12.1 Influence of the Industrial Revolution
The Industrial Revolution saw Europe grow in wealth and power relative to the rest of the world.
The European population grew rapidly at this time and with industrialisation generated a demand for raw materials such as cotton, and for food such as sugar and grains. These were produced in the Americas, often with slave labour, and also in Australia and New Zealand. Metals, such as copper from Chile and Australia, were imported to Europe for industrial use.
The Atlantic slave economy, which grew from the sixteenth century, helped to create the wealth that enabled Britain to become the first industrial nation. The demand for cotton to make clothing stimulated production. United States cotton production grew from 1.5 million pounds weight in 1790 to 35 million pounds in 1800, and then 160 million pounds in 1820.
This brought new areas such as Alabama, Mississippi and Texas into production and saw more Native Americans lose their lands.
After the abolition of slavery, capitalists looked elsewhere for cheap labour and the system of indentured labour was expanded.
More land was also used for food production.
Between 1860 and 1920, more than 1 billion acres of new land in the United States, Canada, Australia and Argentina was brought into agricultural use. This deprived indigenous peoples of the use of the land, damaging their cultures and causing large numbers of deaths. In the new settler societies growing in Australia, Canada, Argentina and the United States, there were great opportunities for Europeans – especially the poor – to migrate and to make a better life for themselves and their descendants. Between 1850 and 1914, net migration from Europe amounted to 50 million people; half of them went to the United States, which by the later nineteenth century was becoming an industrial giant.
European exports of cotton goods, guns, metal goods and other items grew and flowed to Africa, Australia and the Americas. The export of cotton goods was important for both the buying of slaves in Africa and for the clothing of enslaved Africans toiling in plantations in Cuba, Brazil, the Caribbean and the United States.
European imperialism brought great areas of the globe under European political control. The demand for cheap raw materials for industry – such as copper, cotton, rubber, palm oil, cocoa, diamonds, tea and tin – saw great areas of Africa grabbed by European powers in a late-nineteenth-century colonial scramble. These colonies also became markets for European manufactured goods, which resulted in the extinction of local goods production. By 1900, 80% of the world was under direct European control or the control of people of European backgrounds, such as in Australia and the United States.
As European wealth and political power grew, Europeans began to believe that they were unique or special. They developed ideas that Europeans, and especially northern Europeans, were superior to peoples from other parts of the world. European thinkers worked out a table of the value of humanity, which placed Europeans at the top and indigenous peoples in their colonies at the bottom. Indigenous peoples’ inability to withstand the force of the modern European weapons was seen as a sign of their inferiority. By the end of the century, it was seen as the destiny and the right of white men and white women to dominate the world. This way of thinking was useful to Europeans as it justified their subjection of African and Asian peoples in European colonies and the devastation of indigenous peoples.

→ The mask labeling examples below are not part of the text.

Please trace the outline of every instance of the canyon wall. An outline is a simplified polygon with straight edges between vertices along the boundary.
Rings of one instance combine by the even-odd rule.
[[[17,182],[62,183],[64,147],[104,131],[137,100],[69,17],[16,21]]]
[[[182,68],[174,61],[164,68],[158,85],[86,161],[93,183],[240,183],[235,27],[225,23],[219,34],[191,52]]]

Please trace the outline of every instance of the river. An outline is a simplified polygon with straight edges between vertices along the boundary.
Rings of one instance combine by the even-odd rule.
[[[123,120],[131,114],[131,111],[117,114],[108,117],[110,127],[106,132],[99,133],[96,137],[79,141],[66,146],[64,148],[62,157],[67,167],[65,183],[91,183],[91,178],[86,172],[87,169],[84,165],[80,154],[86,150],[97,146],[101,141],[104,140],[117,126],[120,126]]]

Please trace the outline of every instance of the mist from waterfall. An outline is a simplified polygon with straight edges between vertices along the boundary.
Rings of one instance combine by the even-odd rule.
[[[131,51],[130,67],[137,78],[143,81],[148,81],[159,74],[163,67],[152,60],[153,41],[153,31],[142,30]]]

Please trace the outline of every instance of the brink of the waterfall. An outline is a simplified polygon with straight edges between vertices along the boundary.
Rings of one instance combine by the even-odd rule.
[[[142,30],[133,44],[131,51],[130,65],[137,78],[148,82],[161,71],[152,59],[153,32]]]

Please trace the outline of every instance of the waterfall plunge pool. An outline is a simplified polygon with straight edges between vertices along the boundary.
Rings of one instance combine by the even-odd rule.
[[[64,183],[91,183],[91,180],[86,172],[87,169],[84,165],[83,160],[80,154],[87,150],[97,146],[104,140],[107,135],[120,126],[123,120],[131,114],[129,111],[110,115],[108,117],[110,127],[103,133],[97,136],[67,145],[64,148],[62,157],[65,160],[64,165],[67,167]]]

In 1700, the average annual British sugar consumption was 1.8 kilograms. This grew to 8 kilograms in 1800, 16 kilograms in 1850 and over 45 kilograms in 1900.
DEVELOPING YOUR UNDERSTANDING 12.1
Examine the map of the world (Source 12.1) and identify the places discussed in this chapter from which migrants departed – for example, West Africa, India, South Sea Islands (Melanesia), Europe and China. Also identify the places to which migrants went – for example, North America, South America, the Caribbean, Fiji, Malaya, Natal (South Africa), East Africa, Sri Lanka, Europe, Australia and New Zealand.